Her organization has expressed concern that the rule will harm students who are LGBTQ or who are nonreligious or are religious minorities.
When Americans United filed a suit in 2021 on behalf of the Secular Student Alliance against the rule enacted the previous year, it said: “The rule gives religious student clubs the absolute right to use religion to discriminate while still receiving official university recognition and funding.”
The organization agreed to temporarily pause its litigation after the Biden administration announced in August that it intended to remove the portions of the rule that the church-state separation group had challenged.
Joe Cohn, legislative and policy director of the Foundation for Individual Rights and Expression, told Religion News Service his organization plans to submit a formal comment supporting the existing rule.
Cohn, whose organization aims to protect free speech on campuses, said in an email that the rule “helps ensure that institutions don’t prohibit belief based student organizations from requiring their leaders to share the organization’s beliefs. We do not agree with critics of the rule who allege that it invites discrimination against LGBTQ students or that it is overly confusing.”
Charles Haynes, senior fellow for religious liberty for the Freedom Forum, said the rule emanates from a history that includes a 2010 Supreme Court decision, Christian Legal Society v. Martinez, where the justices ruled 5-4 that a Christian student group could only be recognized at a public law school if it accepted non-Christians and gays as potential leaders. It upheld the “all-comers policy” at the University of California’s Hastings College of Law, which, Haynes said, left some religious organizations with a dilemma.
“They either compromise their faith by permitting any student to be eligible for leadership, which, of course, includes leading worship, Scripture study,” he said, “or following their religious convictions, and then they might lose the benefits of being recognized as a student club.”
He added: “It goes back to this thing we’ve been doing now for a very long time: religious liberty claims on one hand and nondiscrimination for LGBTQ people on the other hand.”
Asked if any institution had lost any grant funding as a result of the rule, an Education Department spokesperson said, at the time of the Feb. 21 rule change announcement, it “has not received any complaints regarding alleged violations” of the sections it wants to expunge.
A department spokesperson said all of the more than 600 comments that had been received as of March 3 will be reviewed before a final rule is issued.
The Education Department noted in its announcement about its proposed change in the rule that courts have generally resolved disputes about these “complex matters,” and taking on their enforcement would be “overly burdensome” for the department.

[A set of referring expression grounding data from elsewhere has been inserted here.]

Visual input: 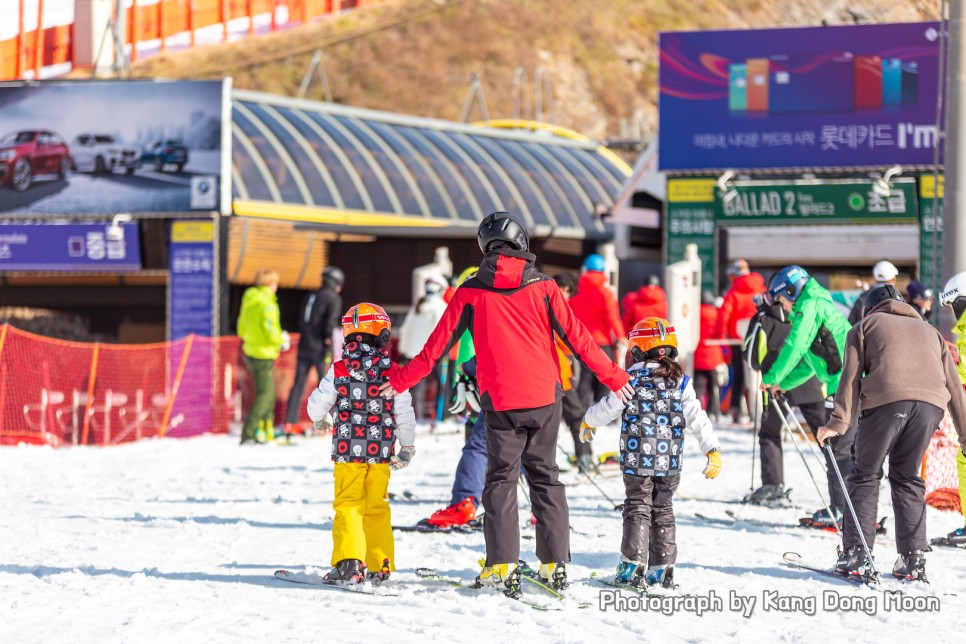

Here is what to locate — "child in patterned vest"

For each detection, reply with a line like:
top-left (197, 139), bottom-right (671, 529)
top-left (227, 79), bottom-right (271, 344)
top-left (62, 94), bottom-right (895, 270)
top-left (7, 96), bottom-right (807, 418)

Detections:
top-left (580, 317), bottom-right (722, 589)
top-left (307, 303), bottom-right (416, 585)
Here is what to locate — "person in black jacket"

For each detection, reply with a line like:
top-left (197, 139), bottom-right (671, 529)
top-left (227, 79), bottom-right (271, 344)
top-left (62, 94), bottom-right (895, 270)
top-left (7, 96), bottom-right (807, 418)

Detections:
top-left (742, 293), bottom-right (827, 505)
top-left (284, 266), bottom-right (345, 434)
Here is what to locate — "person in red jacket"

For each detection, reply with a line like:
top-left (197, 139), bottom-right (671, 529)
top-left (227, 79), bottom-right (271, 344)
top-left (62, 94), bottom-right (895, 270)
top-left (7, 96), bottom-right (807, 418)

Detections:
top-left (381, 212), bottom-right (633, 597)
top-left (693, 291), bottom-right (725, 422)
top-left (570, 253), bottom-right (626, 419)
top-left (626, 277), bottom-right (668, 331)
top-left (716, 259), bottom-right (766, 422)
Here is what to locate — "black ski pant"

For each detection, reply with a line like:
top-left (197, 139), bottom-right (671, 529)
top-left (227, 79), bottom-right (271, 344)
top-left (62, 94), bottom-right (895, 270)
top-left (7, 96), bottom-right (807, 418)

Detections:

Bill Donohue, president of the Catholic League for Religious and Civil Rights, disagreed.
“It was precisely because the religious rights of students were not protected on campus that the previous administration was beckoned to act,” Donohue said in a statement. “Moreover, it is risible for an administration that is regulation-happy to start worrying about rules that are ‘unduly burdensome.’”
David Calloway, the religious freedom specialist at the Freedom Forum, told RNS that, beyond the current debate, religious liberty, along with other First Amendment rights, should be a given on campus.
“It’s important to note that these institutions, public universities and colleges, are required to uphold the First Amendment regardless of whether this rule is in place.”